Point Cloud Models Improve Visual Robustness in Robotic Learners

Abstract

Visual control policies can encounter significant performance degradation when visual conditions like lighting or camera position differ from those seen during training – often exhibiting sharp declines in capability even for minor differences. In this work, we examine robustness to a suite of these types of visual changes for RGB-D and point cloud based visual control policies. To perform these experiments on both model-free and model-based reinforcement learners, we introduce a novel Point Cloud World Model (PCWM) and point cloud based control policies. Our experiments show that policies that explicitly encode point clouds are significantly more robust than their RGB-D counterparts. Further, we find our proposed PCWM significantly outperforms prior works in terms of sample efficiency during training.

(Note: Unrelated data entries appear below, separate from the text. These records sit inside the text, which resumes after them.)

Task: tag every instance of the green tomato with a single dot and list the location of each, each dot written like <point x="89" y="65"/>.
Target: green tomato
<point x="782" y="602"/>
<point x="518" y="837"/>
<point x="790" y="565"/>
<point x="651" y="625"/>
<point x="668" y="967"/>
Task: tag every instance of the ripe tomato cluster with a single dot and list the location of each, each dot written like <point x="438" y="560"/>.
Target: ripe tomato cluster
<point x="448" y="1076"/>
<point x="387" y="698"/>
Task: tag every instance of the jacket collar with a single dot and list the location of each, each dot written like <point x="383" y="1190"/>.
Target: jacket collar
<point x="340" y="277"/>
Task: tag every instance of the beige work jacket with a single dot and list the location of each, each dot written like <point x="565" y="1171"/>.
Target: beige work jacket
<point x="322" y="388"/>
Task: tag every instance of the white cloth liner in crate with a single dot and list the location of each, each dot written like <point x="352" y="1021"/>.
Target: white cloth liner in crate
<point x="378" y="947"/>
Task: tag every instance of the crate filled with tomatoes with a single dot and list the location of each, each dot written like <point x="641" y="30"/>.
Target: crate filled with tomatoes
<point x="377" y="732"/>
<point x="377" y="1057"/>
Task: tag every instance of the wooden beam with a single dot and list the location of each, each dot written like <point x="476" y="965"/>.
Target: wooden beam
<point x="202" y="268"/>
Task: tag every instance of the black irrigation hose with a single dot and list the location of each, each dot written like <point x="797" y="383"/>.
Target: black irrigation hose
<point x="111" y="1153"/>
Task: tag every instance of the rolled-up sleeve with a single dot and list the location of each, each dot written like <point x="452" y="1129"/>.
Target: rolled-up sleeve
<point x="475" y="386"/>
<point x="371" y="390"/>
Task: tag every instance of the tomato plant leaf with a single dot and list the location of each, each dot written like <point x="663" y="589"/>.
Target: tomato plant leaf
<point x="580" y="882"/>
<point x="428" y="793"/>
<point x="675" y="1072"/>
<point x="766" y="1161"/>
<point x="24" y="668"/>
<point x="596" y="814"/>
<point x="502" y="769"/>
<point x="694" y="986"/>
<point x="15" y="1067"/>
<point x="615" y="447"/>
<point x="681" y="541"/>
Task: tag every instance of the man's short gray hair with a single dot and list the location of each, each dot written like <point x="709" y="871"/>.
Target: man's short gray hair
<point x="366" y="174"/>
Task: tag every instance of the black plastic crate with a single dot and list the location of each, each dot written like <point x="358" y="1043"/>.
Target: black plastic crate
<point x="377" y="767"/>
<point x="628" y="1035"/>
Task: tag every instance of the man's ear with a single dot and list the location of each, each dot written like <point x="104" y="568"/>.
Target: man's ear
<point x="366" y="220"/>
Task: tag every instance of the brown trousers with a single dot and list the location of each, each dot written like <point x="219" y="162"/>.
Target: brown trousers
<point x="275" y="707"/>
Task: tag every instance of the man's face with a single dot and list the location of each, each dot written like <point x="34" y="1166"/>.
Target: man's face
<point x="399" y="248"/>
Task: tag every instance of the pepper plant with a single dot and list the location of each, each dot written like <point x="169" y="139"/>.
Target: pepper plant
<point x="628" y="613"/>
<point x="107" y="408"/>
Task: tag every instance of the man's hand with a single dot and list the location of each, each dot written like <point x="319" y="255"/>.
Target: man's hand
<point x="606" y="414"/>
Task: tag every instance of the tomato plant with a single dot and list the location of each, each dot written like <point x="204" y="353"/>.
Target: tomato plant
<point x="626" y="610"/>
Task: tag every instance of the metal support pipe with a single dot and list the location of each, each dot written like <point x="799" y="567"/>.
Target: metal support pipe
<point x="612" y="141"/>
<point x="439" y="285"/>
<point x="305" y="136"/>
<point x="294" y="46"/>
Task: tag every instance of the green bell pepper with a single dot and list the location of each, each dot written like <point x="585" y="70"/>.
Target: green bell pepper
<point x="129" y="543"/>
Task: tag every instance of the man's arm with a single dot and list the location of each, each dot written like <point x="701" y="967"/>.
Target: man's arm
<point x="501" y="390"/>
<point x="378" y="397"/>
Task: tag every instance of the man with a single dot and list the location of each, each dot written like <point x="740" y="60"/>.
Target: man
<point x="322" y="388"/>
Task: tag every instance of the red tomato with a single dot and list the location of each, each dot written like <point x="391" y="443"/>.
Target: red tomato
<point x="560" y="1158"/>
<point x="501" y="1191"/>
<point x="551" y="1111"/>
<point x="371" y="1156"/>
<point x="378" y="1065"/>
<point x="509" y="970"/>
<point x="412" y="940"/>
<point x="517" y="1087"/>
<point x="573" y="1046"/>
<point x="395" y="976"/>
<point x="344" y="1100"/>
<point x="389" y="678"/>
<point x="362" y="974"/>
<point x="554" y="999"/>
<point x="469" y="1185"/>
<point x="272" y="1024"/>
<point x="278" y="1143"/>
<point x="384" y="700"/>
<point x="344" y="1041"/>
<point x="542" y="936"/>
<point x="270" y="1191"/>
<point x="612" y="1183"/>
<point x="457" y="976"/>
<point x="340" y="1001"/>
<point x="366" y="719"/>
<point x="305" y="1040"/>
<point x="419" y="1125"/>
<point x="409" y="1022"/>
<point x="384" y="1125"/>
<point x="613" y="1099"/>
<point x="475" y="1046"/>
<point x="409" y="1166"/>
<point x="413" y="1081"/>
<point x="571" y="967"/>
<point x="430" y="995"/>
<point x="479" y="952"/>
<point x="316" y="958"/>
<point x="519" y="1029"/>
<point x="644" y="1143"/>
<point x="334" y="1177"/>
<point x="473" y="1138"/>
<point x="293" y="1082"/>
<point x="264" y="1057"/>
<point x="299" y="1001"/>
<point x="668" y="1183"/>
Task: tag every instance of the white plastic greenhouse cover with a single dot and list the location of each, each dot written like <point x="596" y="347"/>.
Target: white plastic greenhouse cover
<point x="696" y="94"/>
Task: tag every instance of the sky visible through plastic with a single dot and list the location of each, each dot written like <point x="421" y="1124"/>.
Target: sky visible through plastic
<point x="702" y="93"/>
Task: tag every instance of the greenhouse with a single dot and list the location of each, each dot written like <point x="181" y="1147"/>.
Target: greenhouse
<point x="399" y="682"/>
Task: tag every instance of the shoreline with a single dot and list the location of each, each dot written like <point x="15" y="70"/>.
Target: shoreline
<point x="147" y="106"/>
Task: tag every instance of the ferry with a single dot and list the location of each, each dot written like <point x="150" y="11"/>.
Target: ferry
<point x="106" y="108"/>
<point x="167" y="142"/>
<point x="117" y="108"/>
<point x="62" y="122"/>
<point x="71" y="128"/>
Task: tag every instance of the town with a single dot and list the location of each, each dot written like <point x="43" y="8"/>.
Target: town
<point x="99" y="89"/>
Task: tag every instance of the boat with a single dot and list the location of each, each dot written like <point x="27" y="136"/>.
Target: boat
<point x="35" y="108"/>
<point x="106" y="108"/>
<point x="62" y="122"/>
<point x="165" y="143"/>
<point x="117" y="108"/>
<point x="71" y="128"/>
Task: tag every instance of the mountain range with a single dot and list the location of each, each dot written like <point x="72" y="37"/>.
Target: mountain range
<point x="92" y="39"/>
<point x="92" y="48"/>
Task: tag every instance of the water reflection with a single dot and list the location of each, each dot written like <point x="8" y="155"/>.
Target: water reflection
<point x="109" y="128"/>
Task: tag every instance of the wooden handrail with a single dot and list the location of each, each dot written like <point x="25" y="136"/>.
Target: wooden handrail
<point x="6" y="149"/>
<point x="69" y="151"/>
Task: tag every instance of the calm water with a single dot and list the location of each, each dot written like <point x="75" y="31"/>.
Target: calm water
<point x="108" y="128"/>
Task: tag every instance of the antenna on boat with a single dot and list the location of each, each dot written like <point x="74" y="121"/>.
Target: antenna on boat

Taken together, these results suggest reasoning about the 3D scene through point clouds can improve performance, reduce learning time, and increase robustness for robotic learners.

Dreamerv3, a state-of-the-art RL model that is trained on RGB-D inputs compared with our Point Cloud World Model (PCWM) on a simple task of lifting a cube. We find the point clouds are significantly more robust to viewpoint changes compared to RGB-D.

Point cloud world models

Given a sequence of \(T\) partial point cloud observations, we encode them using a PointConv encoder. For each timestep \(t\), we compute a posterior stochastic latent \(z_t\) using an encoding of \(o_t\) and hidden state \(h_t\) that encodes the history. The hidden state is further used to compute the prior latent which is used to predict multi-step rewards over a horizon \(H\) providing supervision for the world model along side temporal consistency with KL loss.

Experiments

We compare 4 models (a) model-free RGB-D [RGB-D PPO], (b) model-free point cloud [Point cloud PPO], (c) model-based RGB-D [DreamerV3] and (d) model-based point cloud [PCWM].